Today’s Meanwhile… has an emphasis on publishing. With the rise of the e-reader, champions are emerging on both sides of the debate. Strong arguments are made for print and digital works, and here at Annexe HQ, we think that there’s a place for both. They both have strengths that the other might lack.
So, to have a look at the current playing field, here’s a few people who are pushing publishing, paper or pixel, forward.
The speed at which one can download books to an e-reader is astounding. You could have a new book every few seconds if you wanted. That acceleration undoubtedly translates to the written material too. If you can gather books to you at such a speed, the consumption of the text should speed up too. Taking advantage of that shift, 40K Books publishes short fiction and essays that take about an hour to read, give or take. Now, while this is a great venture, it’s not what got 40K Books into this article.

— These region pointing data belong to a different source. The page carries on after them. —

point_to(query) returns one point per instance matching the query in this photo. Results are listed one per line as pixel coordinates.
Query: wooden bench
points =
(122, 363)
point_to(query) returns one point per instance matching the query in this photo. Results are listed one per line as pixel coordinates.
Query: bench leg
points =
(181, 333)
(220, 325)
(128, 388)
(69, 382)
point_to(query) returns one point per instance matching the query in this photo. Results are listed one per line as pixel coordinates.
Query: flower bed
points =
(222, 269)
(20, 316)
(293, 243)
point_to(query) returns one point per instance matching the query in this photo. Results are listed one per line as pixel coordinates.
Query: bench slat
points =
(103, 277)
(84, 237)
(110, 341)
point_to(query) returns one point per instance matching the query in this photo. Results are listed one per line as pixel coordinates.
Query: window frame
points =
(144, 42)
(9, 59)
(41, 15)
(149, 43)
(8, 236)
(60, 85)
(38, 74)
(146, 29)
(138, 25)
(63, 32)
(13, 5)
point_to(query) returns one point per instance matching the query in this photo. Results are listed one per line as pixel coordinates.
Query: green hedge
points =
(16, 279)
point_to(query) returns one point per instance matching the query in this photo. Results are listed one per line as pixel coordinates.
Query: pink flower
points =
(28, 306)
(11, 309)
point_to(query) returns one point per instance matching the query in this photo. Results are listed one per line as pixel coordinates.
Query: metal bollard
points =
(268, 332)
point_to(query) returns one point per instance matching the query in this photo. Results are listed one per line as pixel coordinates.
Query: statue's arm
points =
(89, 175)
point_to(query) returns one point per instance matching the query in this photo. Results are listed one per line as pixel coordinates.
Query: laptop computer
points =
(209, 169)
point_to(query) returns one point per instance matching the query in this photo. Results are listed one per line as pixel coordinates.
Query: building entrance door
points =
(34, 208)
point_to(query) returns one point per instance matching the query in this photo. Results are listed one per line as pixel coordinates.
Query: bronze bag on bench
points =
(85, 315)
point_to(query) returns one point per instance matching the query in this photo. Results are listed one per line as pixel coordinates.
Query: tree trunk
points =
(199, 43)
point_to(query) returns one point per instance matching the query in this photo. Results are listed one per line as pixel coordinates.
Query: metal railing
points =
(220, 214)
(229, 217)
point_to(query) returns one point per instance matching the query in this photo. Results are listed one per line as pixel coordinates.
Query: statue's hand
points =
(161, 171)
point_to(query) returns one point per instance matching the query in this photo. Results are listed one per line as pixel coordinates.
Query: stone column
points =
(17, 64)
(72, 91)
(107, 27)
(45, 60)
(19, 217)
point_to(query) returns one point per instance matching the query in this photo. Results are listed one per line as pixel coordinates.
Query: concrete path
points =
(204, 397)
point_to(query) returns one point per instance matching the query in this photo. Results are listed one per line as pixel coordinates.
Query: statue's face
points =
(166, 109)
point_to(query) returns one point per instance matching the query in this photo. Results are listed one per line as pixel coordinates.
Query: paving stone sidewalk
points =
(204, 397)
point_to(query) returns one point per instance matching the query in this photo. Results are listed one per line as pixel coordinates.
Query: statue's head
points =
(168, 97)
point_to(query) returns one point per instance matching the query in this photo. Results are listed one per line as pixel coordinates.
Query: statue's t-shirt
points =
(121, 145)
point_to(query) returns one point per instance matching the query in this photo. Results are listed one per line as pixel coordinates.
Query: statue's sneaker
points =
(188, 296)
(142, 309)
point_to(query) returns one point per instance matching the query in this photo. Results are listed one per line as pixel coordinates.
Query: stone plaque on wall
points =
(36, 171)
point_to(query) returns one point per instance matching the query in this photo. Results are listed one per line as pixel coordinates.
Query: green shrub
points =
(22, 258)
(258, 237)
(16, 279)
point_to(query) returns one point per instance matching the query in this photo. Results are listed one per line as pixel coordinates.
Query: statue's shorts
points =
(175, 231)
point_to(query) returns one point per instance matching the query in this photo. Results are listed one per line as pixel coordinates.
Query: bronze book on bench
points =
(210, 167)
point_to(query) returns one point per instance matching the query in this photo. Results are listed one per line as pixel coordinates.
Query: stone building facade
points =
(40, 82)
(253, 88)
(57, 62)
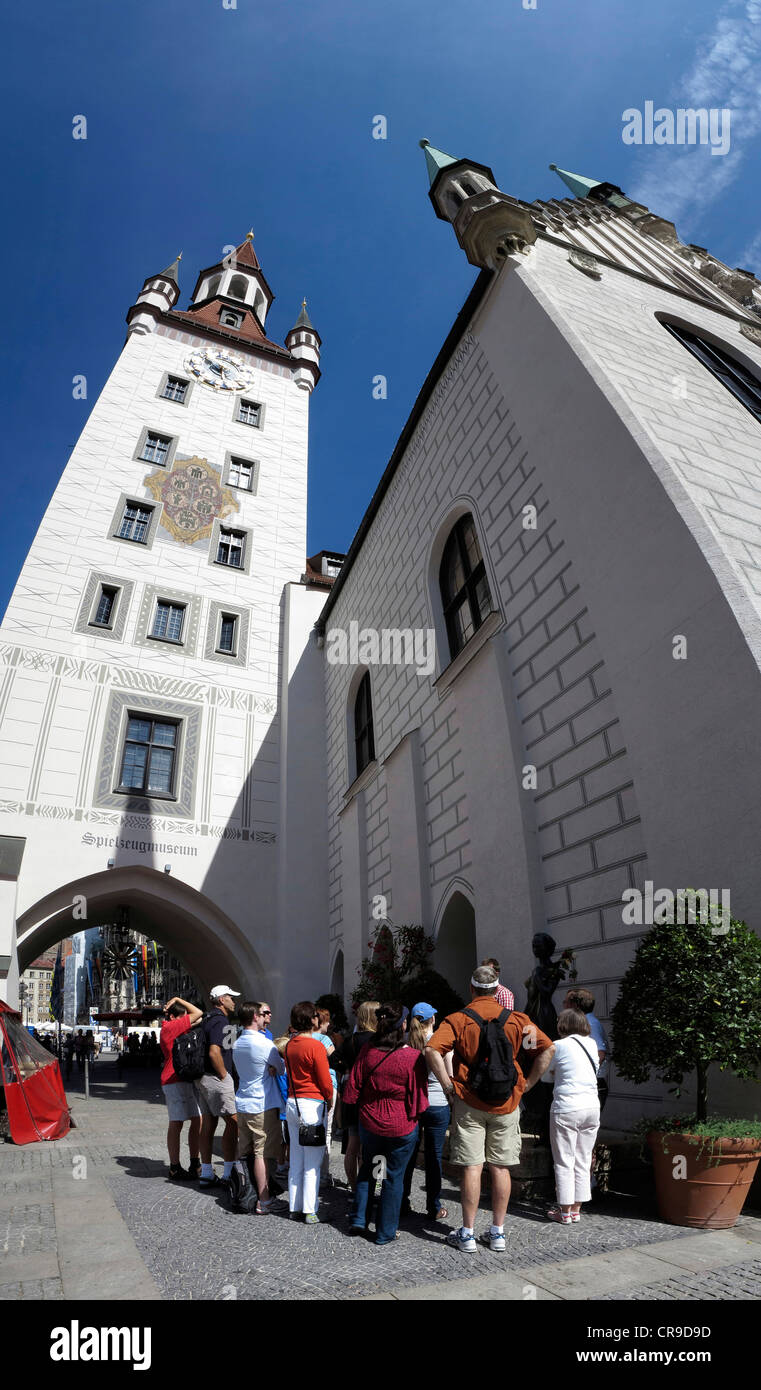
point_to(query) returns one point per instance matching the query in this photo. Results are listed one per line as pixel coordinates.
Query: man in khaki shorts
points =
(482, 1133)
(216, 1089)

40K Books are promoting piracy! well, sort of. As digital media becomes more prevalent, the area between sharing and pirating becomes greyer and greyer. Instead of fighting this, 40k are celebrating it and using it to their own advantage. They have started pirating their own books. The first is Cardanica, a steampunk horror, set on a poisonous world. When you arrive at the novelette’s webpage, you are invited to make the ‘good guy’ choice, buy the e-book from amazon for just over £2, or the ‘bad guy’ choice, download it for free. In 40K’s introduction to this piracy project, they imply that without sharing, one can easily fall into obscurity. This is certainly true, especially now in a time when a good few dozen books are emerging every day. under the ‘bad guy’ choice you can take two paths, one lets you directly download the book, and the other gives you the download after you tweet about it. The book is bought for a little exposure. This pay with a tweet idea isn’t a new one, but using it to sell books is unique. 40K Books have touched upon something really clever and hopefully it will propel them further. No doubt it will change how books are bought and sold.
In the Mouth of the Whale
Arthur C. Clarke Award winner, Paul McAuley is soon to release his latest novel In the Mouth of the Whale. To tickle the interest of prospective readers, McAuley has been periodically releasing the first few chapters of the book and so far he has unveiled 8 chapters. This act of generosity is wonderfully selfless. The story is excellently crafted and definitely keeps the reader hooked. The choice here is whether you want to wait each month to read the next instalment for free or buy the whole book as a print copy and read it at your leisure.
You Can Judge a Book by its Cover
This is a brilliant article from The Independent about the strength of a well crafted book cover and how book jacket design is one of the virtues that makes real hard copy books a thing that will never die. Long live the beautiful object!